The defendant is charged with robbing two banks. The government hired a fingerprints expert witness to assist in their case. The defendant filed a motion to exclude this testimony. The court denied the motion to exclude.
Facts: This case (United States of America v. Myshawn Bonds – United States District Court – Northern District of Illinois – October 10th, 2017) involves two alleged bank robberies. The Defendant (Bonds) has been charged with robbing two banks totaling under $7,000. Before the case goes to trial, Bonds has filed a motion to exclude the government’s fingerprints expert witness, Kira Glass. Bonds argues that the method of fingerprint analysis used by Glass is not foundationally reliable.

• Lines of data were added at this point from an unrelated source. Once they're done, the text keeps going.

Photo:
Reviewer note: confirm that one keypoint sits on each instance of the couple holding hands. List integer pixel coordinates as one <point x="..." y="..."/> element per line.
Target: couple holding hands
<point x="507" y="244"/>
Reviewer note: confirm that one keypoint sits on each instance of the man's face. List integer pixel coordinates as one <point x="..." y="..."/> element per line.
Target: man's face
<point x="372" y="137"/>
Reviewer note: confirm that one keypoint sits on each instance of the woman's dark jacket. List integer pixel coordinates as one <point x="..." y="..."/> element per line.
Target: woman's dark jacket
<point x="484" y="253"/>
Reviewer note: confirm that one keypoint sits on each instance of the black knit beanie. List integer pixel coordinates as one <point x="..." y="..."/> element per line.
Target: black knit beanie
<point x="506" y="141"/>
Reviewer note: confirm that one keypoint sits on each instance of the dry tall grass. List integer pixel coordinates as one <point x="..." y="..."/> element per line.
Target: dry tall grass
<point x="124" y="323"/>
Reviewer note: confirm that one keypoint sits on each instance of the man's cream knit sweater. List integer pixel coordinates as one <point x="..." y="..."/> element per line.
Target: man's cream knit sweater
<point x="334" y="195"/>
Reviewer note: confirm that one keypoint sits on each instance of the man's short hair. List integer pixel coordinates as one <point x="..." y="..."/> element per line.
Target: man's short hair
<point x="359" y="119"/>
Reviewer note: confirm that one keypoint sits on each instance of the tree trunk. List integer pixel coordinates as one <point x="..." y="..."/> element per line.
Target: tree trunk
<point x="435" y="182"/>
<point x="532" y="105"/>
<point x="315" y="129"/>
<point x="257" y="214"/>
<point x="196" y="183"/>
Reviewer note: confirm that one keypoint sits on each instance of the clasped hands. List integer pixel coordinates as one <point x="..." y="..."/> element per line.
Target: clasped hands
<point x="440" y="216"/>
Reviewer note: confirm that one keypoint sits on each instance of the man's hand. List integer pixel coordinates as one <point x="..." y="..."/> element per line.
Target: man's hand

Discussion: Glass will testify about fingerprint analysis in general, latent fingerprints and the ACE-V method (analysis, comparison, evaluation, and verification). Using the ACE-V method, Glass examined demand notes from both robberies. She will testify that latent prints found in both banks match the print standard for Bonds.
Bonds alleges that the ACE-V method is not a proven valid scientific method and should thus be excluded. He goes on to state that ACE-V is not reproducible and is not a consistent means of ascertaining whether two prints come from the same source. In addition, he states that ACE-V’s false positive rate it too high to justify using it in a criminal trial. Last, he also raises concerns that fingerprint analysis is too subjective. The court cited other cases that found fingerprint is admissible even though the process is judgmental rather than scientific.
The court ruled against Bonds stating that reports have found latent fingerprint analysis a valid subjective methodology and any arguments related to this issue goes to the weight of the evidence and not its admissibility.
Bond also argues that Glass’s testimony should be excluded because the government cannot demonstrate that the ACE-V was reliably applied in this case. The court disagreed, stating that it is satisfied that the government has established that Glass has reliably applied the method. The court again stated that any arguments on this issue is best done during cross examination.
Last, Bonds has asked the court that, if Glass is allowed to provide expert testimony, she should be prevented from testifying to a match between the latent print and the suspect print and that Glass should be required to acknowledge that the level of certainty of a match is limited by a conservative false positive rate. The court again ruled that this issue can be taken up on cross examination.
Conclusion: The motion to exclude the expert witness testimony of Kira Glass is denied.